Sadr and Sistani

Sadr simultaneously has rebuffed Sistani's call to peace:

Sistani has made declarations in the past calling on Iraqis to respect state institutions and public order. He has not spoken directly on the violence involving Sadr's supporters, but he is expected to make a statement in the next few days.

"The Hawza (seminary) is unanimous on this," the aide said.

"We asked Moqtada (al-Sadr) to stop resorting to violence, occupying public buildings and other actions that make him an outlaw. He insists on staying on the same course that could destroy the nation."

He said Moqtada had refused to meet a tribal delegation and representatives of Bahr al-Uloum at the main mosque of Kufa, near the holy city of Najaf, where he is staging a sit-in with armed followers.

"The delegation met Moqtada's aides, who did not express interest in relying on wisdom and patience," the aide said.

A Shi'ite religious source said Sadr has moved from Kufa to Najaf's Imam Ali shrine, the holiest Shi'ite site in Iraq, and armed followers have closed off streets leading to the shrine.

and wrapped himself in Sistani's authority:

He also aligned himself with Iraq's most influential religious figure, Grand Ayatollah Ali al-Sistani. "I proclaim my solidarity with Ali Sistani, and he should know that I am his military wing in Iraq," he said.
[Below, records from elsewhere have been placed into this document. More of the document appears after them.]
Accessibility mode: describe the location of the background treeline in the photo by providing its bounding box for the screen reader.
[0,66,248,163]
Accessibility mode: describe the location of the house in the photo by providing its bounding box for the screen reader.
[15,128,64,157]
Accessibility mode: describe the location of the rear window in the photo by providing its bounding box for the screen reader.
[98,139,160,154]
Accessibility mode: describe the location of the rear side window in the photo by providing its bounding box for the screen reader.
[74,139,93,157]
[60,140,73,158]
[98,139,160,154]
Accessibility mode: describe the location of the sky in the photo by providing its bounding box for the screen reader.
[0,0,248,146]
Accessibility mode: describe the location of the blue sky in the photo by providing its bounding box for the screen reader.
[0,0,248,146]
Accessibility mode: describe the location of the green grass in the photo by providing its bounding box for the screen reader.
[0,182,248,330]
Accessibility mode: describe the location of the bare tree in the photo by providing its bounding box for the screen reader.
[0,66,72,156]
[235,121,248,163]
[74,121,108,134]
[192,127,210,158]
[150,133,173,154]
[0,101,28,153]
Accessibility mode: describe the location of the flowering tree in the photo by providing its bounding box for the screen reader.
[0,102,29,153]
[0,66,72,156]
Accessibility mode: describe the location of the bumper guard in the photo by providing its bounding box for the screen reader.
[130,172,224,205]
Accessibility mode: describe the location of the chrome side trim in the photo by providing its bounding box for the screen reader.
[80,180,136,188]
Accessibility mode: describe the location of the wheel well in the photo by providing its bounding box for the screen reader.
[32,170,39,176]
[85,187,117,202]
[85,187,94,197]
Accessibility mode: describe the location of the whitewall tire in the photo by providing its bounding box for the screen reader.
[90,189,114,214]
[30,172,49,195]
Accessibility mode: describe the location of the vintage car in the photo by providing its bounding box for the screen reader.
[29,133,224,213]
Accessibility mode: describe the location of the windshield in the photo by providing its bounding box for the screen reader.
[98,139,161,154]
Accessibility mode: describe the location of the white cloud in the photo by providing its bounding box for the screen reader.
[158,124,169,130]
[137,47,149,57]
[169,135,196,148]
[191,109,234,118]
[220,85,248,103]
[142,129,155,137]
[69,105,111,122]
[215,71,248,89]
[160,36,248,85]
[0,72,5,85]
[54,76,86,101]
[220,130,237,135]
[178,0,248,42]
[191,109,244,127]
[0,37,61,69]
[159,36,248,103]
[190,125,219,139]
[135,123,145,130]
Mr. Sadr, whose followers on Sunday began the most serious insurrection of the postinvasion period, said, "I will put the city with the golden dish between Ali Sistani's hands after liberation."

The golden dish refers to the golden shrines of Najaf, some of the holiest sites in Shia Islam. Najaf, south of Baghdad, is the home of Ayatollah Sistani, who is considered much more moderate than Mr. Sadr. On Sunday, Ayatollah Sistani issued a religious decree urging Iraq's Shiites to stay calm.